El autor confeso de los crímenes de Oslo, Anders Behring Breivik (32), ha comparecido ante el juez y ha reconocido haber participado en el doble atentado aunque en esta ocasión ha reconocido que hubo «dos células más» que le ayudaron. La juez, Kim Heger, le ha imputado dos cargos por terrorismo y ha ordenado investigar sobre estos supuestos colaboradores, informa el periódico español El Mundo.
El acusado, por su parte, ha reconocido que participó tanto en la colocación del coche bomba en Oslo como en el tiroteo de la isla Utoyah, y que lo hizo para «salvar a Noruega y al norte de Europa de la amenaza marxista y musulmana», agrega El Mundo.
«El detenido aseguró (ante el juez) que necesitaba perpetrar estos atentados para salvar a Noruega y a Europa occidental de los musulmanes y del marxismo cultural», aseguró una portavoz del juzgado de distrito de Oslo en una comparecencia ante los medios tras la comparecencia del detenido ante el juez instructor, según EFE.
Breivik explicó que con su acción buscaba «limitar» las posibilidades futuras del Partido Laboral (PA) noruego de acceder al poder, así como mandar una «señal fuerte» que «no pueda ser malinterpretada».
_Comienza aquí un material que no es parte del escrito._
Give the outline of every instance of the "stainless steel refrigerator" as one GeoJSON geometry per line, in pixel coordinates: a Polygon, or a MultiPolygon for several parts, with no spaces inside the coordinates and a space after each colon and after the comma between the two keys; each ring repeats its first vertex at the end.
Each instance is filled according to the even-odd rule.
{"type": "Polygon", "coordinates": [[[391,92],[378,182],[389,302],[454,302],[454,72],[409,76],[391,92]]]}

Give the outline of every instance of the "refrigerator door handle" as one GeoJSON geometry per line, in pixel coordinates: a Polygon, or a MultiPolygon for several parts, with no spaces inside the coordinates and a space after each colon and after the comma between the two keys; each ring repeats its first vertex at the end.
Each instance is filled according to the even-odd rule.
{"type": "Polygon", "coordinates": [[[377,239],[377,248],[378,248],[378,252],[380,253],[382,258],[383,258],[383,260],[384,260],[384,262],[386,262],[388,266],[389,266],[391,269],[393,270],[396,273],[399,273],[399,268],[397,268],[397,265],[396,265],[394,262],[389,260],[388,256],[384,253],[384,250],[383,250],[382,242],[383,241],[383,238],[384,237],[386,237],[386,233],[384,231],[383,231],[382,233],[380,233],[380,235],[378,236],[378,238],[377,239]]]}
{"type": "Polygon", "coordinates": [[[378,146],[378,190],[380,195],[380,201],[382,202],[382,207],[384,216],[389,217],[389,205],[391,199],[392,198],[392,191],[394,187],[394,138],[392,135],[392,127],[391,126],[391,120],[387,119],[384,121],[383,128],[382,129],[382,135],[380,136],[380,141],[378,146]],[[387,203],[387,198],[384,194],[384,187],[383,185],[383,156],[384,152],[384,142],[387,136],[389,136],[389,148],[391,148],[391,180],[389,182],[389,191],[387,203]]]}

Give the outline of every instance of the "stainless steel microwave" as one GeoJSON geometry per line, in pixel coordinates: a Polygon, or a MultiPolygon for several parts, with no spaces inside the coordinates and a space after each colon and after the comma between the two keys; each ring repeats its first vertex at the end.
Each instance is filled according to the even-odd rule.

El sospechoso de los ataques que dejaron 76 muertos el viernes en Noruega (tras una explosión que afectó a edificios gubernamentales en Oslo y un tiroteo en un campamento en la isla de Utoeya, en las afueras de la capital) permanecerá ocho semanas en prisión preventiva, de las cuales cuatro en aislamiento total, después de haber reconocido los hechos pero sin declararse culpable, informó el lunes el tribunal de Oslo, acota AFP.
«La investigación debe seguir sin que el acusado influya en ella», ha añadido el juez, quien para ello ha decretado el aislamiento total (sin visitas ni acceso a medios de comunicación) de Anders Behring Breivik, según El Mundo.
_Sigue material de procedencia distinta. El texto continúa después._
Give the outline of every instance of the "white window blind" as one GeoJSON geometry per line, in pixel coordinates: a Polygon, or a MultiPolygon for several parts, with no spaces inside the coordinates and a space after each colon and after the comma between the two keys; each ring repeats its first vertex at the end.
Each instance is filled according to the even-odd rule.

Además, ha señalado que el objetivo de los ataques era «enviar una señal fuerte ante la actuación del Partido Laborista, que ha permitido que Noruega esté bajo la amenaza de colonización de los musulmanes». También ha asegurado ante el juez que «el viernes pagaron el precio que debían pagar».
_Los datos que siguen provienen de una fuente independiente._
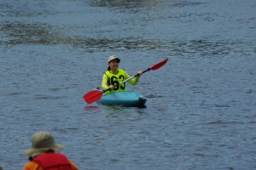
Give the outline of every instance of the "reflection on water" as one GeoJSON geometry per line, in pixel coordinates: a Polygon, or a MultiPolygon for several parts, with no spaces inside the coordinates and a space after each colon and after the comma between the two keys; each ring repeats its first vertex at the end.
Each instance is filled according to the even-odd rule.
{"type": "Polygon", "coordinates": [[[39,130],[81,169],[255,169],[255,6],[0,1],[3,169],[20,169],[39,130]],[[112,54],[131,74],[170,59],[129,86],[147,108],[84,101],[112,54]]]}

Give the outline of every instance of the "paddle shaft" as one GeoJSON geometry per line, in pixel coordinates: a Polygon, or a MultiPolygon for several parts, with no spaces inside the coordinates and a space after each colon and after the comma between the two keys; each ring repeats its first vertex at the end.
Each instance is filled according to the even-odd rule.
{"type": "MultiPolygon", "coordinates": [[[[155,70],[157,70],[157,69],[162,67],[164,65],[166,65],[166,63],[167,62],[167,60],[168,60],[168,59],[166,59],[166,60],[164,60],[163,61],[155,64],[154,65],[151,66],[150,68],[148,68],[146,71],[143,71],[143,73],[147,72],[148,71],[150,71],[150,70],[151,70],[151,71],[155,71],[155,70]]],[[[134,78],[134,77],[136,77],[136,76],[139,76],[139,75],[137,74],[137,75],[135,75],[135,76],[131,76],[130,78],[128,78],[128,79],[126,79],[126,80],[125,80],[125,81],[123,81],[123,82],[120,82],[117,83],[116,85],[114,85],[114,87],[119,86],[119,85],[120,85],[121,83],[124,83],[124,82],[127,82],[127,81],[129,81],[129,80],[131,80],[131,79],[132,79],[132,78],[134,78]]],[[[93,103],[93,102],[95,102],[95,101],[99,100],[99,99],[102,97],[102,94],[103,94],[105,92],[107,92],[107,91],[108,91],[108,90],[110,90],[110,89],[111,89],[111,88],[108,88],[108,89],[102,90],[102,91],[92,90],[92,91],[90,91],[90,92],[89,92],[89,93],[87,93],[87,94],[85,94],[84,95],[84,101],[85,101],[86,103],[91,104],[91,103],[93,103]]]]}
La audiencia ha sido cerrada, sin la presencia de medios, contrariamente a la intención del detenido de dar repercusión mediática a su declaración. Se esperaba que se declarara no culpable.
Esta es la primera vez que se acusa a alguien en Noruega de crimen de terrorismo, una figura que se introdujo en la reforma del código penal tras los atentados del 11 de septiembre.